Dieser Rückstand bei den Investitionen – aber auch der mangelnde Unterhalt der Strecken in der Romandie – wirkt sich negativ auf die wirtschaftliche Attraktivität, die Anschlüsse und das Potenzial für eine Verkehrsverlagerung auf die Schienen aus, das dort weiterhin höher ist als anderswo in der Schweiz. Dass ab Dezember eine direkte Verbindung Lausanne–Biel–Basel wieder eingeführt wird, ist zwar eine gute Nachricht, doch das reicht nicht aus.
Mehr Kapazitäten, mehr Redundanzen
Um die Bahn für 2050 auszubauen, muss man:
- 🚄 Die Kapazitäten für Personen- und Güterverkehr erhöhen.
- 🔁 Redundanzen schaffen, insbesondere auf der Strecke Lausanne–Genf, der einzigen wichtigen nationalen Achse ohne alternative Route.
- 🕒 Die Reisezeiten zwischen den grossen Zentren verkürzen (eine Stunde zwischen Lausanne und Bern oder Biel).
- 🧭 Die Anschlüsse in Bern und Lausanne verbessern.
Was die Jurafusslinie betrifft, so muss diese wettbewerbsfähig bleiben, indem Engpässe (Bussigny, Vauseyon) beseitigt werden, um Basel und Zürich auch über diese Achse gut mit Genf und Lausanne zu verbinden und die Städte des Jurabogens (Biel, Delémont, La Chaux-de-Fonds) optimal an das übrige nationale Schienennetz anzuschliessen.
Es geht nicht darum, die Westschweiz zu bevorzugen – auch in anderen Regionen, insbesondere natürlich in der Deutschschweiz, wird es grosse Investitionen geben. Es geht vielmehr darum, ein objektives Ungleichgewicht auszugleichen: In den vergangenen Jahrzehnten wurden im Westen der Schweiz weniger Unterhalt und Investitionen in die Bahn getätigt – eine Region, die daher ihren Rückstand aufholen und ihre Investitionen fortsetzen muss, um weiterhin effizient an den Rest des Landes angeschlossen zu sein … und die Schweiz nach Nordwest- und Südwesteuropa hin ans europäische Schienennetz anzubinden.

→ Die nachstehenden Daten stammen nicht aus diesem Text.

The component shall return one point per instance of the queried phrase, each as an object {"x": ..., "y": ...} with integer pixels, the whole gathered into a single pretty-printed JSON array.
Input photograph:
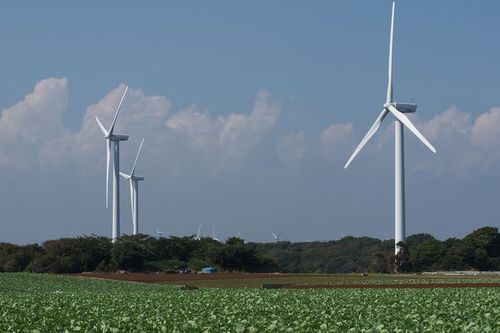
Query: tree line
[{"x": 479, "y": 250}]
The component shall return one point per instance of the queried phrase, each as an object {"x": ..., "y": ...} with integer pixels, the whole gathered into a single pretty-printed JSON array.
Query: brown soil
[
  {"x": 157, "y": 278},
  {"x": 394, "y": 286},
  {"x": 265, "y": 277}
]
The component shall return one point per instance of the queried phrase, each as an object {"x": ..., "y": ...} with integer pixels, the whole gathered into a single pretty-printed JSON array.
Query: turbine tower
[
  {"x": 114, "y": 140},
  {"x": 134, "y": 192},
  {"x": 398, "y": 110},
  {"x": 198, "y": 234}
]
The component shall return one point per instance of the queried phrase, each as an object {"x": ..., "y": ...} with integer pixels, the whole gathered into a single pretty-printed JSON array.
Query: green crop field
[{"x": 46, "y": 303}]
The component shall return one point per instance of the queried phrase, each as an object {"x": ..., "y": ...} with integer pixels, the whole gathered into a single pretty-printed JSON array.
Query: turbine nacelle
[
  {"x": 133, "y": 177},
  {"x": 117, "y": 137},
  {"x": 402, "y": 107}
]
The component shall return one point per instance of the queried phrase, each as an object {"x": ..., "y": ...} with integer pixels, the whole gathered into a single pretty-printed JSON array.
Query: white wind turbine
[
  {"x": 134, "y": 191},
  {"x": 114, "y": 139},
  {"x": 159, "y": 233},
  {"x": 398, "y": 110},
  {"x": 198, "y": 234},
  {"x": 213, "y": 235}
]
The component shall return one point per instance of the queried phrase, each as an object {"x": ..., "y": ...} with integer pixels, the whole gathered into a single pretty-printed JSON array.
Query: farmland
[{"x": 48, "y": 303}]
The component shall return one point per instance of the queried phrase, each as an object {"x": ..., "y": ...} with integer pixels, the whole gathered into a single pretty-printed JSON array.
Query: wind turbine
[
  {"x": 114, "y": 140},
  {"x": 213, "y": 235},
  {"x": 158, "y": 233},
  {"x": 276, "y": 237},
  {"x": 134, "y": 191},
  {"x": 398, "y": 110},
  {"x": 197, "y": 237}
]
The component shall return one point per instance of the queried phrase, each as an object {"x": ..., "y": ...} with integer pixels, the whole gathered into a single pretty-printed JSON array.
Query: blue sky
[{"x": 320, "y": 64}]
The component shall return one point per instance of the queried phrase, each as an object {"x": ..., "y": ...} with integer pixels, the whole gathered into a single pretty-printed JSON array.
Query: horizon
[{"x": 249, "y": 114}]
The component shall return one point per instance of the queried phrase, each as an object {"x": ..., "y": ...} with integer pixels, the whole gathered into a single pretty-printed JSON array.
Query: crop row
[{"x": 41, "y": 303}]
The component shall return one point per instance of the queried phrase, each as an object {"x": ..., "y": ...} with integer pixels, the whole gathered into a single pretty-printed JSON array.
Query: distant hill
[{"x": 479, "y": 250}]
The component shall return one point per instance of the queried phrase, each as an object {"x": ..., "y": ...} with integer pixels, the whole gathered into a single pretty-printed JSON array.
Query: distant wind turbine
[
  {"x": 134, "y": 191},
  {"x": 213, "y": 235},
  {"x": 276, "y": 236},
  {"x": 198, "y": 234},
  {"x": 114, "y": 139},
  {"x": 159, "y": 234},
  {"x": 398, "y": 110}
]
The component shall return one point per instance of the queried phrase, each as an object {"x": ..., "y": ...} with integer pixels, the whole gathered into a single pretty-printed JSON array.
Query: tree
[{"x": 402, "y": 259}]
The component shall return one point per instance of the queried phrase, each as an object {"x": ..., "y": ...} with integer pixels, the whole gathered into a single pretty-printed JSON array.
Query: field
[
  {"x": 256, "y": 280},
  {"x": 49, "y": 303}
]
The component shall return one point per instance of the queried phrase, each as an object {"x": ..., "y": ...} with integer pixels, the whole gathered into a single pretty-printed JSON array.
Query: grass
[
  {"x": 51, "y": 303},
  {"x": 313, "y": 279}
]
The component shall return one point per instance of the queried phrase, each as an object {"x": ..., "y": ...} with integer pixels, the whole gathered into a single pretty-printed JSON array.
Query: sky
[{"x": 249, "y": 113}]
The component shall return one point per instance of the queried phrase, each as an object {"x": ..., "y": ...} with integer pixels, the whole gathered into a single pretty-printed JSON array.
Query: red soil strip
[
  {"x": 394, "y": 286},
  {"x": 159, "y": 278},
  {"x": 156, "y": 278}
]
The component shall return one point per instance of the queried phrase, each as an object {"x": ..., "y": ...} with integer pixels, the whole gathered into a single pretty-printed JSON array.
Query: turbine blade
[
  {"x": 391, "y": 46},
  {"x": 137, "y": 157},
  {"x": 124, "y": 175},
  {"x": 199, "y": 231},
  {"x": 406, "y": 121},
  {"x": 132, "y": 200},
  {"x": 103, "y": 129},
  {"x": 108, "y": 161},
  {"x": 368, "y": 135},
  {"x": 117, "y": 111}
]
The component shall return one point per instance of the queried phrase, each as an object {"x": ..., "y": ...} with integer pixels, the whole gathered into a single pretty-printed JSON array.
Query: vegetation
[
  {"x": 479, "y": 250},
  {"x": 51, "y": 303},
  {"x": 132, "y": 253}
]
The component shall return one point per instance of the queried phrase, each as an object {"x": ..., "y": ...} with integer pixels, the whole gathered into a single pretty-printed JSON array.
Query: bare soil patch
[
  {"x": 292, "y": 281},
  {"x": 161, "y": 277},
  {"x": 395, "y": 286}
]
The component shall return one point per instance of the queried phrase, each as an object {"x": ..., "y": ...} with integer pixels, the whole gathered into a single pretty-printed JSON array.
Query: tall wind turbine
[
  {"x": 134, "y": 191},
  {"x": 114, "y": 140},
  {"x": 398, "y": 110},
  {"x": 198, "y": 234}
]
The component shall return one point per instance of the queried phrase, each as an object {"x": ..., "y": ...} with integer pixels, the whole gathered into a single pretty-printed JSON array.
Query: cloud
[
  {"x": 229, "y": 137},
  {"x": 31, "y": 131},
  {"x": 141, "y": 116},
  {"x": 336, "y": 140},
  {"x": 32, "y": 134},
  {"x": 291, "y": 147}
]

Eine ehrgeizige nationale Vision für 2050
«Bahn 2000» und die Alpentransversalen wurden durch eine gemeinsame nationale Vision und langfristige Finanzierung möglich. Die Bahn von morgen lässt sich nicht durch einzelne, immer teurere und komplexere Projekte bauen: Es bedarf einer klaren nationalen Vision, die die Ost-West-Achse ins Zentrum der Strategie für 2050 stellt und die das Verkehrsangebot und nicht die Infrastruktur in den Mittelpunkt rückt.

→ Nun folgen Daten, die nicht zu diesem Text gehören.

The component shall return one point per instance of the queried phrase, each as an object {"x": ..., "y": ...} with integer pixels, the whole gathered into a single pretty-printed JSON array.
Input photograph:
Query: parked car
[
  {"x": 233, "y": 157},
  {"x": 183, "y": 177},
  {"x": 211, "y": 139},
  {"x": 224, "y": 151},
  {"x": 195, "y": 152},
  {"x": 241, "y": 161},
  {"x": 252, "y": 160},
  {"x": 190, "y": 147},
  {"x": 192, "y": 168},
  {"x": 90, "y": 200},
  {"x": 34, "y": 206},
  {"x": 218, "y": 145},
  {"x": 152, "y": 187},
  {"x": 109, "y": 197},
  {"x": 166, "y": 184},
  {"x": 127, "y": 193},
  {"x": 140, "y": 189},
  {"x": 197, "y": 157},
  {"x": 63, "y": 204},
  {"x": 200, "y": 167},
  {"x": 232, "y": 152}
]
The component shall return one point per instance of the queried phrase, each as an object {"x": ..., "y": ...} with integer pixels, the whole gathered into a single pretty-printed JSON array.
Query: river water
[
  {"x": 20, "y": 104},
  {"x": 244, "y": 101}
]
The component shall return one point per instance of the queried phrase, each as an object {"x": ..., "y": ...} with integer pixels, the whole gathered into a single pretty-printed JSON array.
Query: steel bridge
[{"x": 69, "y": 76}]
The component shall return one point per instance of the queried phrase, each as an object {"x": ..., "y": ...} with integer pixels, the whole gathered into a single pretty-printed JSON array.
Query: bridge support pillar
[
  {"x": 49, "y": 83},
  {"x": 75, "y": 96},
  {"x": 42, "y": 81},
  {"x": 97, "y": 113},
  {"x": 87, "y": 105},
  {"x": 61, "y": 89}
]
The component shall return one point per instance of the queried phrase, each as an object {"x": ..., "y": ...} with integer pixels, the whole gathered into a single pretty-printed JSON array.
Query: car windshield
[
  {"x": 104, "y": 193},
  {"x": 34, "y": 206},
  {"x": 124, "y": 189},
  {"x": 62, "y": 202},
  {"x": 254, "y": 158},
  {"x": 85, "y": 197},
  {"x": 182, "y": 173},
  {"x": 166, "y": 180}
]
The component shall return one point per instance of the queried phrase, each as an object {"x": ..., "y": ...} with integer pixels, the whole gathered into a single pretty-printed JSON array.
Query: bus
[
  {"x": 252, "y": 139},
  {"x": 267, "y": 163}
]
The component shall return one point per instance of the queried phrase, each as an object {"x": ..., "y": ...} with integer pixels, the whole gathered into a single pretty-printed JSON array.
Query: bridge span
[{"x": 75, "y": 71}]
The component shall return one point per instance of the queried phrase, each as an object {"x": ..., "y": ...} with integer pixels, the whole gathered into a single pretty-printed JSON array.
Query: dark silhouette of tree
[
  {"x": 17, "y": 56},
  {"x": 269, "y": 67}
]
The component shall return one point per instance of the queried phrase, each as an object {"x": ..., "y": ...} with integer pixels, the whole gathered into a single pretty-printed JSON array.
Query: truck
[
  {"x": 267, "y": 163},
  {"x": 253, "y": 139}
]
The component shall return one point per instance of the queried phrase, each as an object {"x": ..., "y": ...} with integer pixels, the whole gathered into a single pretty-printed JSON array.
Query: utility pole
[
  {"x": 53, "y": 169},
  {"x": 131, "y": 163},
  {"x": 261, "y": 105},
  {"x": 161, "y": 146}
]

In die Bahn – als Ergänzung zum Strassenverkehr – zu investieren, bedeutet, in die Lebensqualität, den Klimaschutz und die wirtschaftliche Wettbewerbsfähigkeit der Schweiz zu investieren. Es bedeutet, auch in Zukunft eine effiziente und nachhaltige Mobilität zu ermöglichen, die Verlagerung des Verkehrs auf die Schienen zu stärken und alle Regionen besser miteinander zu verbinden.
2050 mag weit entfernt scheinen. Doch die Entscheidungen werden heute getroffen. Nach der Expertenanalyse liegt es nun an den Kantonen, dem Bundesrat und dem Parlament, mit Weitsicht die Weichen zu stellen. Dazu gehört die Stärkung der Ost-West-Achse – des eigentlichen Rückgrats unseres Landes.